Judge Reverses Self |on Pablo Escobar Docs

     (CN) – A federal judge vacated his earlier decision to declassify operational documents related to the CIA’s purported role in the 1993 death of notorious Colombian drug lord Pablo Escobar.
     The nonprofit Institute for Policy Studies sued the CIA in May 2006, claiming the agency failed to timely respond to a request for records on Escobar’s death and the activities of short-lived vigilante group “People Persecuted by Pablo Escobar” or PEPES.
     The institute claims PEPES waged a bloody war against the drug kingpin and his supporters, and tortured, raped and killed innocent civilians in the process.
     In its lawsuit, the nonprofit says its initial Freedom of Information Act request resulted in its being given only previously declassified materials, along with a Vaughn index
     prepared by former CIA information review officer Elizabeth Anne Culver.
     A Vaughn Index is a document that federal agencies prepare in anticipation of FOIA litigation to justify each withholding of information under the Act.
     In this case, the index contained a discussion of documents related to “special activities” the agency carried out that had been withheld.
     The institute argued that the alleged revelation in the index voided the CIA’s claim that some of the documents requested were exempt from release under the special activity exception to the FOIA.
     The group claimed the CIA is required to search classified operational files for responsive terms if the existence of the files are disclosed.
     In August 2015, U.S. District Judge Royce Lamberth ordered that the CIA perform another search and submit all nonexempt records along with a new Vaughn Index to the court by January 22, 2016.
     In its response, the CIA neither confirmed nor denied the existence of special intelligence activities surrounding Escobar or Los Pepes, and said that Culver misused the term “special activities” in her response.
     “I regret the misperception that was created by the imprecise choice of words in some of the passages in the Vaughn Indices, and by the lack of an explanation as to what other plausible reasons the CIA might have had to be briefing Congress and the National Security Council that are unrelated to covert action,” the statement reads.
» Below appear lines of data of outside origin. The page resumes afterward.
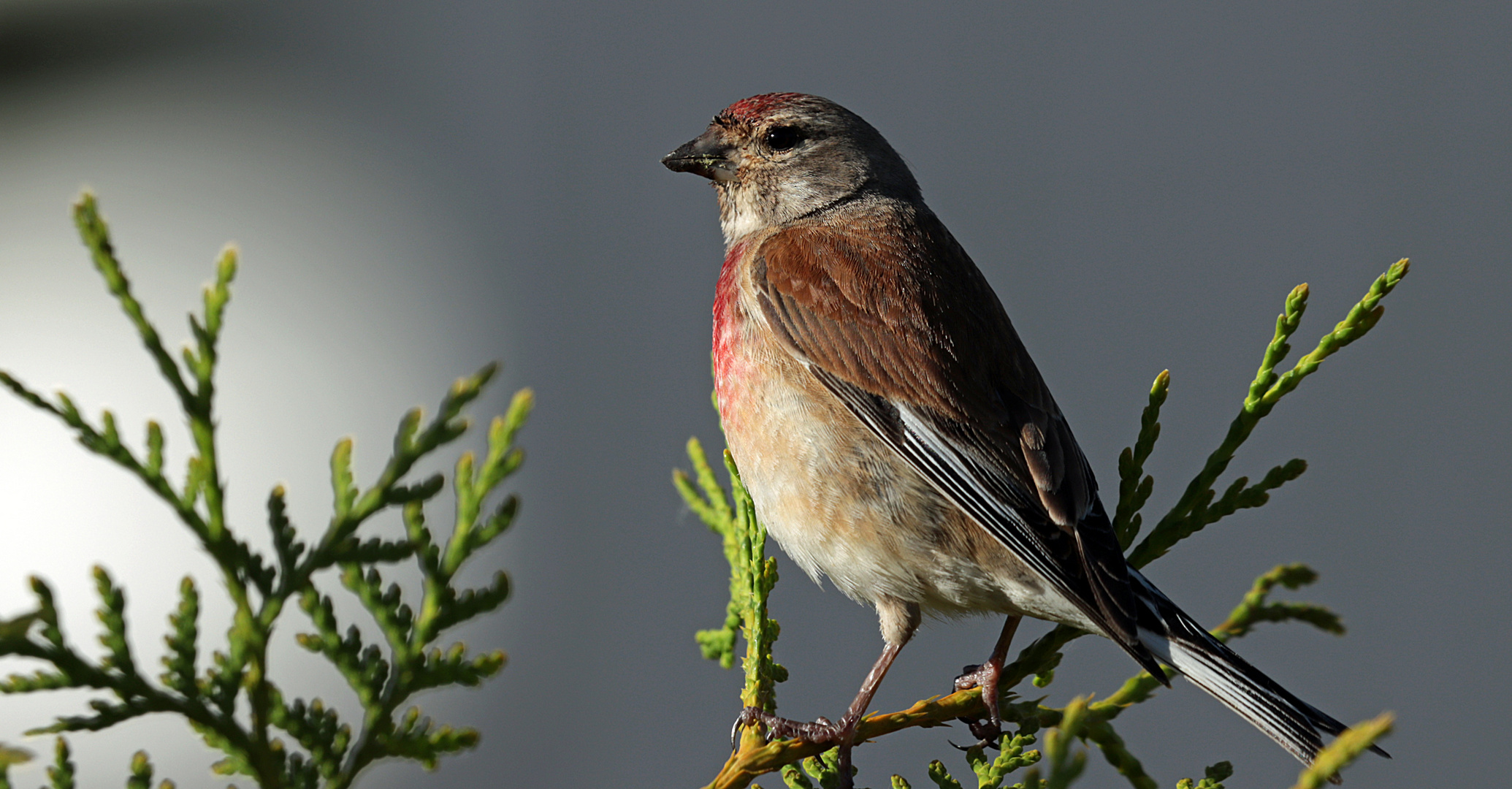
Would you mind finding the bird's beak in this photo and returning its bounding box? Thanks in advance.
[663,126,736,183]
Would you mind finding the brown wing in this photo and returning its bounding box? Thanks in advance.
[753,202,1163,676]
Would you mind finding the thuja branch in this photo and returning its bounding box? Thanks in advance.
[0,194,532,788]
[686,260,1408,789]
[1129,259,1408,567]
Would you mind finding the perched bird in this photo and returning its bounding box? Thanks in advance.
[663,94,1385,786]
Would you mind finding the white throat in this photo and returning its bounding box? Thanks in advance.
[719,188,766,245]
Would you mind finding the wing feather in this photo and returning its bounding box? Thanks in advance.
[752,204,1164,668]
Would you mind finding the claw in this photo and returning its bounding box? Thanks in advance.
[730,707,844,750]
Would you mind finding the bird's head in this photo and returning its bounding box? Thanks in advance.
[663,94,920,242]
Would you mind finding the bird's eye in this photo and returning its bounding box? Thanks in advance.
[766,126,803,151]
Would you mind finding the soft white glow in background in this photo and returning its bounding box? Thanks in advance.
[0,59,506,786]
[0,0,1512,789]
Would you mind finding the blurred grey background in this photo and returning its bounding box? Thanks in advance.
[0,0,1512,788]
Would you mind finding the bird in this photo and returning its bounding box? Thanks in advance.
[661,92,1386,786]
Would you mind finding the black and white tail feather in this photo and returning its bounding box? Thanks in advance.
[811,367,1391,783]
[1129,568,1391,768]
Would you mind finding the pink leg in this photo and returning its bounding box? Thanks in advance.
[955,615,1023,748]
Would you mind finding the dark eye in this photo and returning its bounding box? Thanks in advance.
[766,126,803,151]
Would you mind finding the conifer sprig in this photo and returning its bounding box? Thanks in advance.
[0,194,532,789]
     “Unfortunately, as the court has noted, the inclusion of this language mistakenly gave the impression that a special activity was being acknowledged. It was not.”
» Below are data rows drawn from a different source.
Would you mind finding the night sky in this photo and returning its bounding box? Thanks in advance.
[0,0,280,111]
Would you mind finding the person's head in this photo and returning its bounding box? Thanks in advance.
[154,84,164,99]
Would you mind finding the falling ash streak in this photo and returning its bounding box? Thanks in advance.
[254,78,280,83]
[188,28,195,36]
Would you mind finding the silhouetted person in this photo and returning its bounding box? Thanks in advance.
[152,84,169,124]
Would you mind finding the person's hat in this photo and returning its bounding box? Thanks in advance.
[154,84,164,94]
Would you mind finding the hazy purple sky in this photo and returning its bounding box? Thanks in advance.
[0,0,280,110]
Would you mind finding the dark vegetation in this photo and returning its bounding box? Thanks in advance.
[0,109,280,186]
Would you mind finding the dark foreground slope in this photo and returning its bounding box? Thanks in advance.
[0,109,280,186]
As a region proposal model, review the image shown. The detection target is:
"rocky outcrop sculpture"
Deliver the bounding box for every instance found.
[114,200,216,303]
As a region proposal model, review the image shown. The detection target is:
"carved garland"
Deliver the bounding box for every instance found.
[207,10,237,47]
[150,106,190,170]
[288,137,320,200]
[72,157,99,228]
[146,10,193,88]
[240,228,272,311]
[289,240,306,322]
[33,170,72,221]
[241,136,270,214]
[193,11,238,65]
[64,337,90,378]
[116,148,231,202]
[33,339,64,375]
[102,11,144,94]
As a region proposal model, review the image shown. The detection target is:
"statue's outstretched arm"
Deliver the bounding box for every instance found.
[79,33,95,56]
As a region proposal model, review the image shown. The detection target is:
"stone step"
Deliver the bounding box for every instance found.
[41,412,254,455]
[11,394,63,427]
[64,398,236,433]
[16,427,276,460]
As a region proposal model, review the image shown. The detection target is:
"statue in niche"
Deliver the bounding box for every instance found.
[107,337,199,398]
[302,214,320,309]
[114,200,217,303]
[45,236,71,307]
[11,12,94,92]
     In a Jan. 28 ruling, Judge Lamberth conceded his previous decision to declassify was based on a misinterpretation of the disclosures in Culver’s statement.
     “Specifically, the court improperly reasoned that the concession that there were special activities, when taken in conjunction with the unredacted text of the Los Pepes Panel documents demonstrating CIA involvement, meant that the CIA had effectively disclosed the existence of the specific special activities plaintiff had alleged,” Lamberth said.
     
     “Because the relevant Vaughan Indices say that mention of special activities has been redacted but do not describe those activities, it is possible that there are special activities discussed in the redacted portions of those documents that do not relate to Escobar at all,” he continued.
     “The Vaughn Indices’ disclosure of special activities, whether or not those activities relate to Pablo Escobar, at most declassifies the mere existence of discussion of some sort of special activity in the Los Pepes Panel documents,” Lamberth said.
     “Plaintiff’s argument would, if accepted, punish the government for doing precisely what FOIA requires-providing what disclosure it safely can, and where it cannot safely disclose, explaining why-by creating a constant risk of inadvertent declassification. The case law shows that FOIA does not command such a result,” Lamberth wrote.
     Lamberth also rescinded his previous search order, though the CIA failed to meet its court-ordered deadline.
     “Time after time they get a deadline, they fail to meet it and they simply ask for more time,” said a frustrated Paul Paz Y Mino, director of the Institute for Policy Studies, during an interview with Courthouse News.
     “We were very pleasantly surprised when Lamberth first said they needed to search, and then said again that they needed to and now it seems that he has done an about face on that,” Paz Y Mino said.
     “Our strategy now is to go through the documents that have been released. There’s probably going to be quite a lot of redactions that need to be challenged because they were quite liberal in their policy of redacting documents, especially the DEA and CIA. We’re probably going to challenge a lot of them,” he said.